The underlying intuition given by the Convolution Theorem which states that for two functions \(\kappa \) and u, we have

$$\begin{aligned} \mathcal {F}(\kappa *u) = \mathcal {F}(\kappa )\odot \mathcal {F}(u) \end{aligned}$$
(1)

where \(\mathcal {F}\) denotes the Fourier transform, \(*\) denotes convolution and \(\odot \) denotes the Hadamard Pointwise Product. This allows for convolution to be calculated more efficiently using Fast Fourier Transforms (FFTs). Since convolution corresponds to the Hadamard product in the Fourier domain and given the efficiency of the Fourier transform, this method involves significantly fewer computational operations than when using the sliding kernel spatial method, and is therefore much faster [7]. Working in the Fourier domain is less intuitive as we cannot visualise the filters learned by our Fourier convolution; this is a common problem with CNN techniques and is beyond the scope of this paper. While the Fourier domain is frequently used in the context of image processing and analysis [8,9,10], there has been little work directed at adopting the Fourier domain with respect to CNNs. Although FFTs, such as the Cooley-Tukey algorithm [11], have been applied in the context of neural networks for image [12] and time series [13] analysis. These applications date from the embryonic stage of CNNs and, at that time, the improvement was minimal.

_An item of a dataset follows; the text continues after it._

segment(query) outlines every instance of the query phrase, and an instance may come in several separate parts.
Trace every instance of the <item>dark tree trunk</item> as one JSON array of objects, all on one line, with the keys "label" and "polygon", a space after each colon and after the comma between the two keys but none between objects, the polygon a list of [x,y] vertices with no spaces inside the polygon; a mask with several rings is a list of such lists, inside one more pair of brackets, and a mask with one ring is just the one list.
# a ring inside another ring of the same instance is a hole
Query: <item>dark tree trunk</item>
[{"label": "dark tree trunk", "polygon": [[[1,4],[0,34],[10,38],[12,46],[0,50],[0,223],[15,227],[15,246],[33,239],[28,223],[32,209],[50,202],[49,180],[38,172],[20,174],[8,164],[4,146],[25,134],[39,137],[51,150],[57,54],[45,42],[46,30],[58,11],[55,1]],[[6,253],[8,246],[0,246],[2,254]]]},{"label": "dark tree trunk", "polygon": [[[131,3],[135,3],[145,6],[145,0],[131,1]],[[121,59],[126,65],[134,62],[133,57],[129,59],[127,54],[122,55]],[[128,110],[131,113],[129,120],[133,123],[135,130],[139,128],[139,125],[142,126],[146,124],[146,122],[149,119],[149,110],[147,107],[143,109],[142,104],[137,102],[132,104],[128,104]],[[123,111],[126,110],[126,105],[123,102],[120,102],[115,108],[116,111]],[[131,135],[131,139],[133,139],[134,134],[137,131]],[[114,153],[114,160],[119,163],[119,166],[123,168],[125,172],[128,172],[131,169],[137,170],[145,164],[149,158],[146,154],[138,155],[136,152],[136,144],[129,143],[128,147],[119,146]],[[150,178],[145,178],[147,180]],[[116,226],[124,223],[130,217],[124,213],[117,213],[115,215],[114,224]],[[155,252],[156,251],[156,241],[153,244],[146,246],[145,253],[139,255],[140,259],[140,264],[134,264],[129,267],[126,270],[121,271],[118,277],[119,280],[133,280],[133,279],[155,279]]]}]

The concept of using the Fourier domain for CNN operations has been previously proposed [7, 14, 15]. In both [7, 14] the speed-up of convolution in the Fourier domain was demonstrated. Down-sampling within the Fourier domain was used in [15] where the ability to retain more spatial information and obtain faster convergence was demonstrated. However, the process proposed in [7, 14, 15] involved interchanges between the Fourier and spatial domains at both the training and testing stages which added significant complexity. The FFT required is the computationally intensive part of the process. FFTs, and inverse FFTs, needed to be applied for each convolution; thus giving rise to an undesired computational overhead. In the case of the proposed FCNN the data is converted to the Fourier domain before the process starts, and remains in the Fourier domain; no inverse FFTs are required at any point.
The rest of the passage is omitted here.